Stichwort 1990-er Jahre: Für Kaiser sind die jetzt diskutierten Themen nicht grundlegend neu. Er spricht von einem anhaltenden Megatrend: die Demokratisierung zieht ins Arbeitsleben ein. Neu daran ist dieser Tage, wie sehr die Informationstechnologie das Ganze unterstützt.

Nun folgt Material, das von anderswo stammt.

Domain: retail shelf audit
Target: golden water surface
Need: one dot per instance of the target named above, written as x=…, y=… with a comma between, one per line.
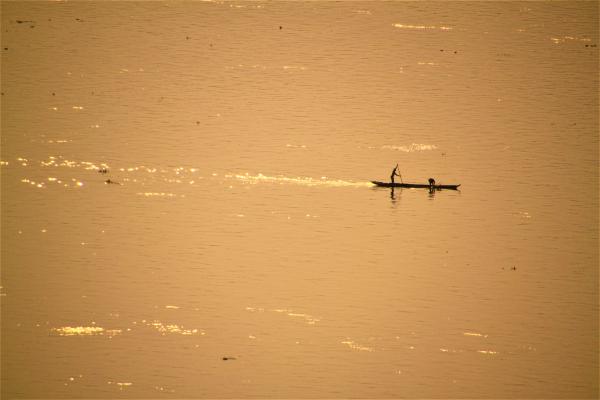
x=187, y=209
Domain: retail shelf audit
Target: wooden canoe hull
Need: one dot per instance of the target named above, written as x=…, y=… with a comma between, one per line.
x=414, y=185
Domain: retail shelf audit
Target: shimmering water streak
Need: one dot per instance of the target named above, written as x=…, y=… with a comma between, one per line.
x=306, y=181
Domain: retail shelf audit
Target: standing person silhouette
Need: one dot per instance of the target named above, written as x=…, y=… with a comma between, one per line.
x=394, y=173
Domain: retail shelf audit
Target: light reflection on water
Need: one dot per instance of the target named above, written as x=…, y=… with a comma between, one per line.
x=243, y=154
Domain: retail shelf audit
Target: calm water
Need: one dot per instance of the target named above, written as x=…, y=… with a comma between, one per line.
x=243, y=137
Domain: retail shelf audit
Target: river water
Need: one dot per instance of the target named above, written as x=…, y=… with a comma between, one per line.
x=242, y=251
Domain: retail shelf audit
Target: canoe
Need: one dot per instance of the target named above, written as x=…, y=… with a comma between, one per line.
x=414, y=185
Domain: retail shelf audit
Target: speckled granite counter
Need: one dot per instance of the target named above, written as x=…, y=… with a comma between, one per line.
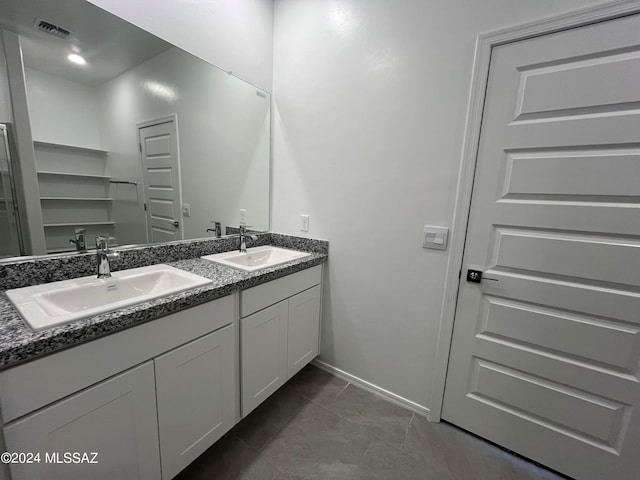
x=18, y=343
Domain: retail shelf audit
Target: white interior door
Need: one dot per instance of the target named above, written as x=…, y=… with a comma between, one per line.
x=10, y=241
x=161, y=177
x=545, y=352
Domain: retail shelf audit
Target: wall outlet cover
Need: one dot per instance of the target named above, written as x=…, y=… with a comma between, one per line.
x=304, y=223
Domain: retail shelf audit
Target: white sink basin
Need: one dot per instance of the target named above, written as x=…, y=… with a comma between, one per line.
x=43, y=306
x=256, y=257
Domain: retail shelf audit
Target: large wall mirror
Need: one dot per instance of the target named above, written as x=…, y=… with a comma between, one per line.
x=133, y=137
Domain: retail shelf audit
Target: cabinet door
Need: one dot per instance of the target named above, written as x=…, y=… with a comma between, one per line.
x=196, y=393
x=116, y=419
x=304, y=329
x=264, y=354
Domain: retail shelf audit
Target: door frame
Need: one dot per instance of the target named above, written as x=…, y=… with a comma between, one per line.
x=479, y=79
x=171, y=117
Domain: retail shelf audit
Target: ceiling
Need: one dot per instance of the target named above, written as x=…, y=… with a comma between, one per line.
x=109, y=44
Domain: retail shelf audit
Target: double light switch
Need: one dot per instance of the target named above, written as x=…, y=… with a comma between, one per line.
x=435, y=237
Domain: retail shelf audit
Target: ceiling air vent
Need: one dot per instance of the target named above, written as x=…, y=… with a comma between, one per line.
x=51, y=28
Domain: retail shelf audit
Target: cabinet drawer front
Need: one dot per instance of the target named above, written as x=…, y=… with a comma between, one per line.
x=116, y=419
x=303, y=329
x=33, y=385
x=261, y=296
x=264, y=354
x=196, y=394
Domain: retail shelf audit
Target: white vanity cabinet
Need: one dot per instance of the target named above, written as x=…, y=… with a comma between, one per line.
x=114, y=423
x=279, y=333
x=157, y=394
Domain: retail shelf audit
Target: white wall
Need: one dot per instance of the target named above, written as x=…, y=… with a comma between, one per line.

Kaiser nennt hier das Lean Management aus den 1990er-Jahren, das bereits Prinzipien wie Dezentralisierung und Empowerment vertrat. IT mache solche Prinzipien in der Praxis möglich. Das bezieht sich zum Beispiel auf das Teilen und Verbreiten von Wissen in Unternehmen, wo Führungskräfte früher Herrschaftswissen hüteten. Und auf Daten-Management, das Sachbearbeitern Entscheidungen ermöglicht, die einst mittleren Managern vorbehalten waren.

Einen weiteren Motor erkennt Kaiser in Methoden wie Scrum, die aus der Software-Entwicklung kommen und sich in anderen Teilen des Unternehmens ausbreiten. Der Professor weiß, dass sich manches deutsche Traditionsunternehmen mit gewachsenen hierarchischen Strukturen in puncto Agilität schwer tut. So fürchten mittlere Manager und bisherige Projektleiter um ihre Position. "Ganz ohne Schmerz wird es nicht gehen", sagt Kaiser. Das sei für Unternehmen ein klassisches Change-Thema.

Stichwort Schmerz: Bei allen Vorteilen mobiler Arbeit zeigt die Studie auch Nachteile auf. So erklären 88 Prozent der Befragten, die persönliche Interaktion mit den Kollegen sei notwendig, um eine produktive und professionelle Arbeitsumgebung zu pflegen. In der Diskussion um die Analyse fiel das Stichwort der "digitalen Isolation", in die mobile Worker geraten können.

Wissenschaftlich noch nicht erforscht ist der sogenannte Flurfunk. Wer von zu Hause oder unterwegs aus arbeitet, sieht nicht, dass bestimmte Abteilungsleiter nicht mehr zusammen in die Kantine gehen oder dass Führungskraft X in der Kaffeeküche neuerdings immer so still ist. Es kann karriereschädigend sein, solche Informationen nicht mitzubekommen, weiß Kaiser. "Es müsste einen virtuellen Ersatz für den Flurfunk geben", überlegt er.

Der Chef als Gegenstand des Flurfunks

Aus der Gesprächsrunde bei der Vorstellung der Studie kommt die Idee auf, es sei Aufgabe der Führungskräfte, solche Defizite auszugleichen. Eine anwesende Betriebsrätin widerspricht. Es sind ja gerade die Führungskräfte, die diesen Flurfunk entweder gar nicht mitkriegen - oder nicht kapieren, dass sie selbst Gegenstand des Flurfunks sind, so ihre These.

Eines immerhin scheint festzustehen: Arbeiten alle Mitglieder eines Teams remote, ist das Thema überflüssig, ebenso, wenn alle vor Ort arbeiten. Die Unternehmenspraxis wird aber vermutlich zunehmend gemischte Teams sehen. Personalmanagement-Professor Kaiser jedenfalls nimmt das Stichwort "Flurfunk" als potenzielle Forschungsfrage mit ins Büro.